Over the years we have witnessed a number of organisations rely on rewards programs that were not really serving their overall best interests. Perhaps some of the tales listed below will be familiar to you as well.
- A government organisation had set KPI’s based on how quickly various claims could be processed by each claim handler. This then encouraged employees to neglect vital steps in the procedures simply so they could churn the documents through more quickly to meet their performance targets. Correcting these errors resulted in a lot of wasted time.
- A large private organisation had published a Code of Conduct which they strongly promoted to new employees. However the KPI’s set for these individuals undermined the effectiveness of this Code. While the directors claimed they valued team-work highly; their reward system in the mean-time stimulated competitive and obstructive behaviours.
- A medium sized company set up a generous reward system for their customer service team to encourage retention and reduce absenteeism. Unfortunately the targets were set so high that almost no bonus was ever awarded. This resulted in increased turnover and absenteeism as dissatisfaction with the reward system spread.
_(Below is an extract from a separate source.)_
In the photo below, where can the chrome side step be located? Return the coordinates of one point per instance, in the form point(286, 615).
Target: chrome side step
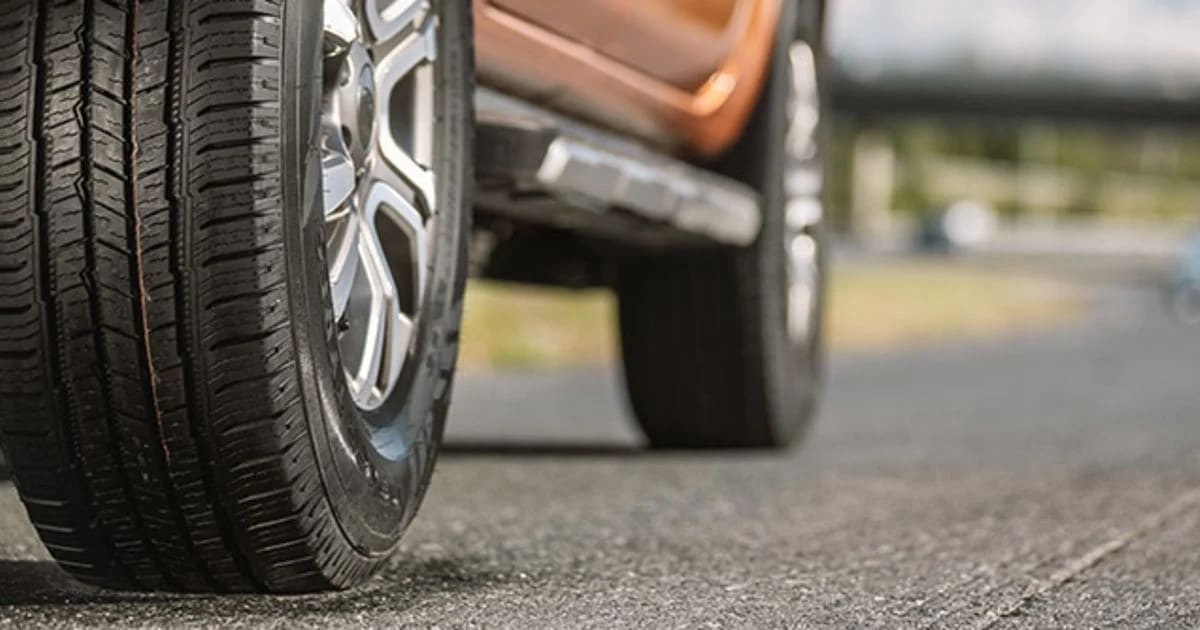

- A multi-national organisation provided an annual bonus payment to all employees based on company profits. While this proved to be an effective reward system for employees who could directly impact the profitability of the business; it merely served to frustrate employees in lower level positions because it highlighted how little influence they had over the outcomes.
- A small company was providing intimate rewards in recognition for loyalty; such as birthday leave, dinner vouchers and additional sick leave during personal crises. These rewards however, gradually became a major burden when the company expanded. Suddenly, a personal gift to a few friends ended up becoming expensive salary extras for forty employees, many of whom were completely unknown to the directors.
- The worst case of confused organisational purpose and the reward system applied occurred in an organisation whose primary purpose was to make legal judgements on specific types of cases. The adjudicators were rewarded for processing their cases quickly and for having very few re-hearings. As a consequence applications for rehearing were routinely denied regardless of evidence or logic. The adjudicators exceeded their performance targets but in the process undermined the entire purpose of the organisation.
Establishing a totally effective reward system requires all organisational goals, missions, purpose and policies be factored into the plan. This takes a great deal of planning and consultation which can be very time-consuming.